Internet tool aids innovation

Paul Boughton

Companies would be unable to compete on the global market without innovations, and the same flexibility is required of small and medium-size enterprises. A new free internet tool can help to identify opportunities, develop ideas, and drive them forward to market.

The economy is booming in the Far East. With their low wage costs, Asian companies can manufacture goods at prices far lower than firms manufacturing in Europe.

The pressure is being felt not only by major international groups but also by the small and medium-sized enterprises that fuel the job market in Germany and elsewhere. To remain in business, they have to keep developing new and innovative products.

But that is often their weak point: small firms have a particular tendency to pay too little attention to market forces and changing customer demands, sticking to a familiar routine and relying on their traditional product portfolio and established customer base.

This conclusion was drawn by researchers at the Fraunhofer Technology Development Group TEG in Stuttgart. Innovations happen more or less by chance states Clarissa Bay, a research assistant in the Innovation and IP Management department who is co-ordinating an EU project designed to give SMEs the start they need to improve their methods. TIP or 'top-down innovation planning' helps businesses to find new ideas, either in dialogue with the TEG or, from mid-July onward, using an online tool available free of charge on the internet.
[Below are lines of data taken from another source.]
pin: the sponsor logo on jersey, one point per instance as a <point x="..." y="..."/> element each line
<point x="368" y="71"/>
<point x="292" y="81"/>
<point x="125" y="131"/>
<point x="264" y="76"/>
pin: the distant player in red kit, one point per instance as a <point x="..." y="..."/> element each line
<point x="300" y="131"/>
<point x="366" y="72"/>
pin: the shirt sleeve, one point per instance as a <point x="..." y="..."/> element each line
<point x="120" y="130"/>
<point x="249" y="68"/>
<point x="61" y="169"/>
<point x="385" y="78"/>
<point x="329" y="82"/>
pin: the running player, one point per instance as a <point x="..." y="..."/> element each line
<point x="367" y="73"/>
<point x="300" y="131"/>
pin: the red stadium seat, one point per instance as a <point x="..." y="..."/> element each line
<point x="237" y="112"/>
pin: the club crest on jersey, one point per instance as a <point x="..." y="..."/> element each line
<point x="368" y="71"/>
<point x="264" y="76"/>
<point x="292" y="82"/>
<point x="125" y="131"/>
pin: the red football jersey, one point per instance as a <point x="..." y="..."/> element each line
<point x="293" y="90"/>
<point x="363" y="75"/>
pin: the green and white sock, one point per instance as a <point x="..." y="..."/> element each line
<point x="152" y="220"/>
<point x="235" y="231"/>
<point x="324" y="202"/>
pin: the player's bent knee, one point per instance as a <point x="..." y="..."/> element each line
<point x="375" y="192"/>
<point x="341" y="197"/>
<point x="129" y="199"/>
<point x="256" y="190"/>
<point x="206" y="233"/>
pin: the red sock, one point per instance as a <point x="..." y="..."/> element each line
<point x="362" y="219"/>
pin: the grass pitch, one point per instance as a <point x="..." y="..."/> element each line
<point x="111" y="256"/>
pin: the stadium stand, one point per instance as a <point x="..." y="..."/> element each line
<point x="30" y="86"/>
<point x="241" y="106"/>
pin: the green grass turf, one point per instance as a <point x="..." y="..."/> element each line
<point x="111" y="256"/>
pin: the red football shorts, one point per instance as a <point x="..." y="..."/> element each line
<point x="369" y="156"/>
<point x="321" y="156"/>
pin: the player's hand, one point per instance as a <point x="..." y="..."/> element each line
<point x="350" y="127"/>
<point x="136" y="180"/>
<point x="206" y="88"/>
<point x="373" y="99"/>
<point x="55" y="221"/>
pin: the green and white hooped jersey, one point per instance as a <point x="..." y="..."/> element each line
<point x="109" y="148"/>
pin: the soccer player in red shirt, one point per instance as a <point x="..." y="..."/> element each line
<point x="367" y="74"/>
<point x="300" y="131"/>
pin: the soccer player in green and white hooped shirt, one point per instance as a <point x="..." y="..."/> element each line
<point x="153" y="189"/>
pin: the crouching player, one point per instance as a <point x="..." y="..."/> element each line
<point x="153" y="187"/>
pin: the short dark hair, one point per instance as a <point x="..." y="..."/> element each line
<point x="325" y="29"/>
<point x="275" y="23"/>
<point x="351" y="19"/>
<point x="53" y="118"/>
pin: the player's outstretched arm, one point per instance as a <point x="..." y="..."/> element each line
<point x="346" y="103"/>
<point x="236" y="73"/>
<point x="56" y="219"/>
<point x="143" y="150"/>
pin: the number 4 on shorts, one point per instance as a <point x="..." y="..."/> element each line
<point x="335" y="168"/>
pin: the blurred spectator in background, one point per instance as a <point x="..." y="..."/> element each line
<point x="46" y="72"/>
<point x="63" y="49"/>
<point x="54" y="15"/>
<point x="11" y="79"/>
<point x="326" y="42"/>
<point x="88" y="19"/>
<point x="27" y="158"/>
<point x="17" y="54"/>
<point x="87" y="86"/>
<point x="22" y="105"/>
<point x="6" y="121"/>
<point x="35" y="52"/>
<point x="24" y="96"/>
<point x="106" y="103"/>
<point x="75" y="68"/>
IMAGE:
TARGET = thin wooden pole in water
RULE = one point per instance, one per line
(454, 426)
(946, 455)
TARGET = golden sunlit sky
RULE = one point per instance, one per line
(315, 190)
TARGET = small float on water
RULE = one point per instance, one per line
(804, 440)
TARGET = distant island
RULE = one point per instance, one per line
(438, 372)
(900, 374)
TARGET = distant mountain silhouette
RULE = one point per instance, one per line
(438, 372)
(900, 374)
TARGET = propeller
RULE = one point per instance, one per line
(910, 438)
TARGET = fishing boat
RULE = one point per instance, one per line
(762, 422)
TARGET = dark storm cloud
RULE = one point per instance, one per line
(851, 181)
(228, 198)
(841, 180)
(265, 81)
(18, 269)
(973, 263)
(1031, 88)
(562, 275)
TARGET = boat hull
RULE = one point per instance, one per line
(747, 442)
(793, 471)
As a first step, the user completes a checklist that enables companies in any sector of industry to determine the efficiency of their existing innovation processes. Along the way the questions are worded to provide useful hints for future action. The subsequent evaluation includes suggestions of ways in which the company can plan for the future, taking into account a systematic analysis of the market environment in which the company operates: Have new laws come into force? What are the latest technological trends? Do the customers have new or changed requirements?

The online tool provides material to assist in answering these questions. Information, documentation and links to sources concerning the process of innovation enable users to improve their knowledge of technological trends and market developments without charge at their own desktop.

A case study by the TEG researchers demonstrates the usefulness of a systematic search for innovations: using the TIP method, a small firm in Baden-Württemberg harvested more than 50 contacts to potential new customers and around 200 ideas for new products.